Luisa asumió grave aspecto, apoyó la barba en una mano, y, con aire ingenuo:
—¡Echadme en cara mi bienestar! —exclamó—. Vos tenéis un porvenir; sois de la Corte, y si el rey se casa llamará a su lado a Monsieur. ¡Veréis espléndidas fiestas, y también al rey, que, según dicen, es tan hermoso!
—Y, además, veré a Raúl, que está al lado del príncipe —repuso con malignidad Montalais.
—¡Pobre Raúl! —dijo Luisa suspirando.
—Éste es el momento de escribirle, querida mía: vamos, volvamos a comenzar ese famoso Caballero Raúl que estaba al principio del papel desgarrado.
Entonces le entregó la pluma, y, con una deliciosa sonrisa, dio valor a su mano, que trazó vivamente las palabras indicadas.
—¿Y ahora? —dijo Luisa.
—Ahora, escribid lo que pensáis —respondió Montalais.
—¿Estáis cierta de que yo pienso algo?
—En alguno pensáis.
—¿Eso creéis, Montalais?
—Luisa, Luisa, vuestros ojos azules son profundos como el mar que vi en Boulogne el año pasado. No, me engaño, el mar es pérfido; vuestros ojos son profundos como el azul que vemos allá arriba, sobre nuestras cabezas.
Pues bien, una vez que tan claro leéis en mis ojos, decidme lo que pienso.
—En primer lugar, no pensáis en el caballero Raúl, sino en mi querido Raúl.
—¡Oh!
—No os ruboricéis por tan poca cosa. Mi querido Raúl, decimos, me rogáis que os escriba a París; donde os retiene el servicio del príncipe. Como es preciso que os aburráis ahí para buscar distracciones con el recuerdo de una provinciana…
Luisa se levantó de repente.
—No, Montalais —replicó sonriéndose—, no; no pienso ni una palabra de todo eso. Mirad, esto es lo que pienso.

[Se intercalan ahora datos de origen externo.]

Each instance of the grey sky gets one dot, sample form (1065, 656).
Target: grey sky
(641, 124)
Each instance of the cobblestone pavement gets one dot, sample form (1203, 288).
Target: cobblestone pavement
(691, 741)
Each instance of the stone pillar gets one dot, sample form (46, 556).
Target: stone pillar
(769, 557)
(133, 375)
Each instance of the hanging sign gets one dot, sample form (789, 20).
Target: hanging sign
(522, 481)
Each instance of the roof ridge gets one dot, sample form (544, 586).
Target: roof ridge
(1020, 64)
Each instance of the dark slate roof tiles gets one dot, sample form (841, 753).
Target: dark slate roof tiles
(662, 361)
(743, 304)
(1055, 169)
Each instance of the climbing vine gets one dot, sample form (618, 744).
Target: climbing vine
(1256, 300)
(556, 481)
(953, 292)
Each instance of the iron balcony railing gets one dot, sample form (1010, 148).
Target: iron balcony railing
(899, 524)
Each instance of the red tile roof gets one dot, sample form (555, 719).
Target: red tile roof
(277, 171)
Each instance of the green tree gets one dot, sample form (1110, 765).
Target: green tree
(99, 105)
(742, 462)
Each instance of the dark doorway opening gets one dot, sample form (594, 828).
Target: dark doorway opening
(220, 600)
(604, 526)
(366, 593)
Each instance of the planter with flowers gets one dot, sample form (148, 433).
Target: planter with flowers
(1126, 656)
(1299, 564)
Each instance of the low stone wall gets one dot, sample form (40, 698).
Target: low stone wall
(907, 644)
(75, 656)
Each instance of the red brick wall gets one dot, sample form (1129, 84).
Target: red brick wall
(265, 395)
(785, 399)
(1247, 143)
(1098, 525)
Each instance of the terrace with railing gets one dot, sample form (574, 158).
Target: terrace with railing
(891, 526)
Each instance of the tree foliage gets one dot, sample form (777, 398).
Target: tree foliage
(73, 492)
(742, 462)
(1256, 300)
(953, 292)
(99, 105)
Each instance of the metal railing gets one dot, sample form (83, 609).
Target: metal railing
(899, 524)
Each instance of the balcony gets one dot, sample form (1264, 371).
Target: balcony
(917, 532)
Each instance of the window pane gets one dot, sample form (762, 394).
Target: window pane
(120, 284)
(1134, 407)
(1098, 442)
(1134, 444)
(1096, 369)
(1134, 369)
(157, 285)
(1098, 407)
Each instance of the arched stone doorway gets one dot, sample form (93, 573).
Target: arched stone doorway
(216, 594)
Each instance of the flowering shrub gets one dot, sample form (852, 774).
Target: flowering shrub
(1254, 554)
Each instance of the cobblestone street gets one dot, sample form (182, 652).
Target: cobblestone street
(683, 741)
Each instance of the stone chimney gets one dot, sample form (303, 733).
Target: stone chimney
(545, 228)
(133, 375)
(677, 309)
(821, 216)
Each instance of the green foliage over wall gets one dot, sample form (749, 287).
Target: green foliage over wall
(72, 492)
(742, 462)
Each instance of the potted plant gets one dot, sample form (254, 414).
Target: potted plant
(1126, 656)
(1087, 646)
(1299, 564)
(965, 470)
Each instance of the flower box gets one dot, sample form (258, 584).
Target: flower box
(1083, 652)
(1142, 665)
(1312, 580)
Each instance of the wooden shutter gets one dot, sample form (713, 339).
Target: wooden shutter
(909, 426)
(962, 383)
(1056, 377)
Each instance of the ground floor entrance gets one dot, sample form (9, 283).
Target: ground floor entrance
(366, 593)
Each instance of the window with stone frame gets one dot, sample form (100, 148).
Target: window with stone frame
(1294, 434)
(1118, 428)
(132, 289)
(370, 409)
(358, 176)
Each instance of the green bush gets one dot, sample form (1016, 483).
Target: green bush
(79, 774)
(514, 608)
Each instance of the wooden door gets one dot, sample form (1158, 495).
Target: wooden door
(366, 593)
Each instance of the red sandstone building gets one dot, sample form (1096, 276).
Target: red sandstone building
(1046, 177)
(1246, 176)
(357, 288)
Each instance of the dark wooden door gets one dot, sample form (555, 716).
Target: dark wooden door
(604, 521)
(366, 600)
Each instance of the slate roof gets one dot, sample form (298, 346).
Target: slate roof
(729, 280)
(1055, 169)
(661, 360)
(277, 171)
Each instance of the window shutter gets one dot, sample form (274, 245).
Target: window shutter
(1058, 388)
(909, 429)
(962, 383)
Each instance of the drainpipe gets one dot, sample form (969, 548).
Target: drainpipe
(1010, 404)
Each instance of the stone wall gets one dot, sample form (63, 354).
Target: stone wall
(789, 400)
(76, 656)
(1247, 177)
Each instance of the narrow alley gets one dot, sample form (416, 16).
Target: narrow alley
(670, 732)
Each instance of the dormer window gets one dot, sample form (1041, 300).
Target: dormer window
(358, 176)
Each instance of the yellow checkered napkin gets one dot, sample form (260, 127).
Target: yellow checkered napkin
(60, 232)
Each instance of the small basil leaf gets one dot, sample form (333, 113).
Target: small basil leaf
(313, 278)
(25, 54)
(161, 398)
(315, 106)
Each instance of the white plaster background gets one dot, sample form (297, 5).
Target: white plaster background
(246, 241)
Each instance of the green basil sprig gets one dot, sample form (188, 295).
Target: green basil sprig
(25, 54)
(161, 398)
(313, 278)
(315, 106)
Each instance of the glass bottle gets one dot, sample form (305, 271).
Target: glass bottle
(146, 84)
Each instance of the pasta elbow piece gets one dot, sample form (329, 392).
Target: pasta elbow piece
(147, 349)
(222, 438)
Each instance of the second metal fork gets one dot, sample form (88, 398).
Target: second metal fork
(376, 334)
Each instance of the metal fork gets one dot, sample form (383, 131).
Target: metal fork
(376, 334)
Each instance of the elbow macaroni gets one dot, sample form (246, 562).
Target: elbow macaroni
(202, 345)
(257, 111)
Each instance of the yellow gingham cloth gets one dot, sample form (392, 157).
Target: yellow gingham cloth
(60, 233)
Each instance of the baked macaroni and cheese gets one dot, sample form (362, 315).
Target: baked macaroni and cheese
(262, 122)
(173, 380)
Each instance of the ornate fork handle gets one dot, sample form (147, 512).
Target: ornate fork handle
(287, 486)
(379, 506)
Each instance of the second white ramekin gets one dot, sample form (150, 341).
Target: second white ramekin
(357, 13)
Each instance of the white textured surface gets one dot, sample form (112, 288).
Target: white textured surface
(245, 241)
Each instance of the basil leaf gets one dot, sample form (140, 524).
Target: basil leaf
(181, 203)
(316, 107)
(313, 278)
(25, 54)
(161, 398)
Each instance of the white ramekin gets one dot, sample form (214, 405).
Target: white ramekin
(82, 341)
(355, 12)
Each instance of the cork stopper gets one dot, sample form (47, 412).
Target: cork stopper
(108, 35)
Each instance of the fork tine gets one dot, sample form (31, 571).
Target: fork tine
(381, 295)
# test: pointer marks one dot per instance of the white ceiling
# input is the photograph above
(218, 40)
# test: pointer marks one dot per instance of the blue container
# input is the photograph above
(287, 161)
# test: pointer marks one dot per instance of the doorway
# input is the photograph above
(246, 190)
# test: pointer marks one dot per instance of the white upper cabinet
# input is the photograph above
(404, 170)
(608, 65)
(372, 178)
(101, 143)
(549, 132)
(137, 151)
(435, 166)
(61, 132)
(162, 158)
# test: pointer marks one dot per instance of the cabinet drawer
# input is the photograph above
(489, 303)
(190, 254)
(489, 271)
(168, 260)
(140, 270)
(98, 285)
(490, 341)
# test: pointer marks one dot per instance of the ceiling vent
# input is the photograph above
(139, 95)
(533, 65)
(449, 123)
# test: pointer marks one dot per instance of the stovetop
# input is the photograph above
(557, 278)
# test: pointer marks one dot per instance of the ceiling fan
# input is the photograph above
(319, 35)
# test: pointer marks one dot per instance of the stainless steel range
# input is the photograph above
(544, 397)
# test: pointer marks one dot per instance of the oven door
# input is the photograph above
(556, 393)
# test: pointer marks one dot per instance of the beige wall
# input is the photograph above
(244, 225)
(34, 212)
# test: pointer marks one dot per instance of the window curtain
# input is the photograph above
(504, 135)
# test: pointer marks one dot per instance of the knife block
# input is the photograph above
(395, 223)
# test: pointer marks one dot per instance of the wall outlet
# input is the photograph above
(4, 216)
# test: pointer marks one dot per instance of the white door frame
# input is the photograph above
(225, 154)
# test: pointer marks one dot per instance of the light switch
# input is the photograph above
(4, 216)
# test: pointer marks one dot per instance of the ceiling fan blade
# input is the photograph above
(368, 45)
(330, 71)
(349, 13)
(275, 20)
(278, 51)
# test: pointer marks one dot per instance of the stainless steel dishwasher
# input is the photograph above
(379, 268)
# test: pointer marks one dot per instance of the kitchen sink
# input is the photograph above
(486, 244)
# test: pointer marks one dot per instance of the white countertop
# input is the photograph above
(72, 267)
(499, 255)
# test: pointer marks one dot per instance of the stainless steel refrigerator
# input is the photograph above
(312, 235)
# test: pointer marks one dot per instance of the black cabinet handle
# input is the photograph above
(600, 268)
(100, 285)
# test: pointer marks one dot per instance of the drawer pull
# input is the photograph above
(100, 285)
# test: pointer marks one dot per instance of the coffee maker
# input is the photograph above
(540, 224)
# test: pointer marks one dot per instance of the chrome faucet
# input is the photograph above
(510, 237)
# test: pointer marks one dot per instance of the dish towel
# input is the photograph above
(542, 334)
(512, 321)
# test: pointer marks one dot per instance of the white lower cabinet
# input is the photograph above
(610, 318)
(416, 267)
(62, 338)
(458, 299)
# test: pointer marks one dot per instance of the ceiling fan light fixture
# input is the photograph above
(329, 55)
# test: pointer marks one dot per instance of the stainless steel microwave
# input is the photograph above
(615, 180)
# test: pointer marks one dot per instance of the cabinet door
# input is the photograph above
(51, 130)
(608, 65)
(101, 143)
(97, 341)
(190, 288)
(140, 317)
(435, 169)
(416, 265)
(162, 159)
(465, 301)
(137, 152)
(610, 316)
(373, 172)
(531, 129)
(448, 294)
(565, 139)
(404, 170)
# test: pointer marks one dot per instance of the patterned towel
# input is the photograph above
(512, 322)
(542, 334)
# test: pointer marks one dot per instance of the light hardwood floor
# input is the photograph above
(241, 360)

Tomó atrevidamente la pluma, y trazó con pulso firme las palabras siguientes:
Habría sido muy desgraciada, si vuestras obstinadas instancias para lograr de mi un recuerdo, hubiesen sido menos vivas. Todo me habla aquí de nuestros primeros años, tan dulce como rápidamente transcurridos, que nunca reemplazarán otros su encanto en mi corazón.
Montalais, que minaba correr la pluma y que leía, mientras que su amiga iba escribiendo, la interrumpió palmoteando:
—¡Sea enhorabuena! —dijo—. Aquí sí que hay sinceridad, corazón, estilo; demostrad a esos parisienses, querida mía, que Blois es la ciudad donde mejor se habla.
—Sabe que Blois ha sido para mí el cielo.
—Eso es lo que yo quería decir, y que habláis como un ángel.
—Termino, Montalais.
Y la joven continuó en efecto:
—Decís que pensáis en mí caballero Raúl; os doy las gracias; mas esto no puede sorprenderme, pues sé muy bien cuántas veces han latido juntos nuestros corazones.
—¡Oh! —exclamó Montalais—. Tened cuidado, corderita mía, mirad que hay lobos allá.
Iba a contestar Luisa cuando resonó el galope de un caballo bajo el pórtico del castillo.
—¿Qué sucede? —dijo Montalais acercándose a la ventana—. ¡Un hermoso caballero, a fe!
—¡Oh Raúl! —murmuró Luisa, que había hecho el mismo movimiento que su amiga, y que, poniéndose pálida, cayó palpitante cerca de la carta sin terminar.
—¡Éste sí que es un amante listo! —exclamó Montalais—. Y que llega a tiempo.
—Retiraos, os lo ruego —murmuró Luisa.
—¡Bah! ¡Si no me conoce! Permitidme saber lo que le trae aquí.